Dos trinta engenheiros que trabalham em Piracicaba três estão envolvidos com a iniciativa. Globalmente são cerca de quatrocentos profissionais trabalhando no desenvolvimento de softwares, sistemas, calibrações e produtos dedicados ao sistema de gerenciamento de motor que inclui o hidrogênio. Vinte deles estão nas Américas, o que engloba Estados Unidos, México e Brasil.
Com a proposta de colocar na rua motor a combustão que rode com hidrogênio a Phinia desenvolveu sistema de injeção responsável pela queima do hidrogênio durante o processo de combustão. Marcos Passos, seu gerente de engenharia de desenvolvimento de produtos e sistemas, afirmou que a estrutura é similar a de um motor tradicional, a gasolina ou etanol, com vela e bobina de ignição.
A diferença é o hidrogênio, o menor elemento químico da tabela periódica, não ter cor nem cheiro e ser altamente inflamável. E é aí que mora o perigo. E requer a inteligência da Phinia para tornar a tecnologia viável.

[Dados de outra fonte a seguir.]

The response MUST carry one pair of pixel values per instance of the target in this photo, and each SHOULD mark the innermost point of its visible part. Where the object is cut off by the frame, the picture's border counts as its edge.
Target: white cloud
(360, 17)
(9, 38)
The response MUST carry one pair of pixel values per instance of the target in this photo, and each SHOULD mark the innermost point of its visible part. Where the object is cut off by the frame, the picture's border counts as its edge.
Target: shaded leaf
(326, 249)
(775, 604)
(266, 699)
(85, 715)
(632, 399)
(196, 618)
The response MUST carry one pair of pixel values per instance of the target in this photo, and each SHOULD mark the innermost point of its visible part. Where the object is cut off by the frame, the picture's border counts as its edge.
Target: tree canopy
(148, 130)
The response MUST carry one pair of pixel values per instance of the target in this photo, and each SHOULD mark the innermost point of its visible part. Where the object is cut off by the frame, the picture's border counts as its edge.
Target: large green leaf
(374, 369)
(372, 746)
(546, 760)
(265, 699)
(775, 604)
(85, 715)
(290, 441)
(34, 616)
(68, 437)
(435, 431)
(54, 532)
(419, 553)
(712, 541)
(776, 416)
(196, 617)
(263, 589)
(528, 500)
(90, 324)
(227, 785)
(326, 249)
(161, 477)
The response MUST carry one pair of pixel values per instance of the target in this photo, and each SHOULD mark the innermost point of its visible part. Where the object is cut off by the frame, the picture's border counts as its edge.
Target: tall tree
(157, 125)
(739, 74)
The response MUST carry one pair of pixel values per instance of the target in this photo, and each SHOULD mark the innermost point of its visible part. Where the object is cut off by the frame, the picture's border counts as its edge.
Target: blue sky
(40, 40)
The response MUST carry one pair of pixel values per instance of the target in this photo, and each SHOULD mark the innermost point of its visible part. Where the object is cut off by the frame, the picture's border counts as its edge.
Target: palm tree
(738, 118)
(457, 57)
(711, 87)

“Por isto precisamos tomar alguns cuidados. Por exemplo: o aço por onde vai passar o hidrogênio tem de ser um produto especial da indústria, chamado de aço marinho. Como ele é muito pequenininho pode entrar nas estruturas químicas dos materiais comuns e danificá-las. O aço pode ficar poroso, o que poderá permitir vazamento indesejável de hidrogênio. Então o corpo do injetor, a tubulação e a linha de combustível, todo o caminho percorrido pelo hidrogênio, precisa ser de aço especial.”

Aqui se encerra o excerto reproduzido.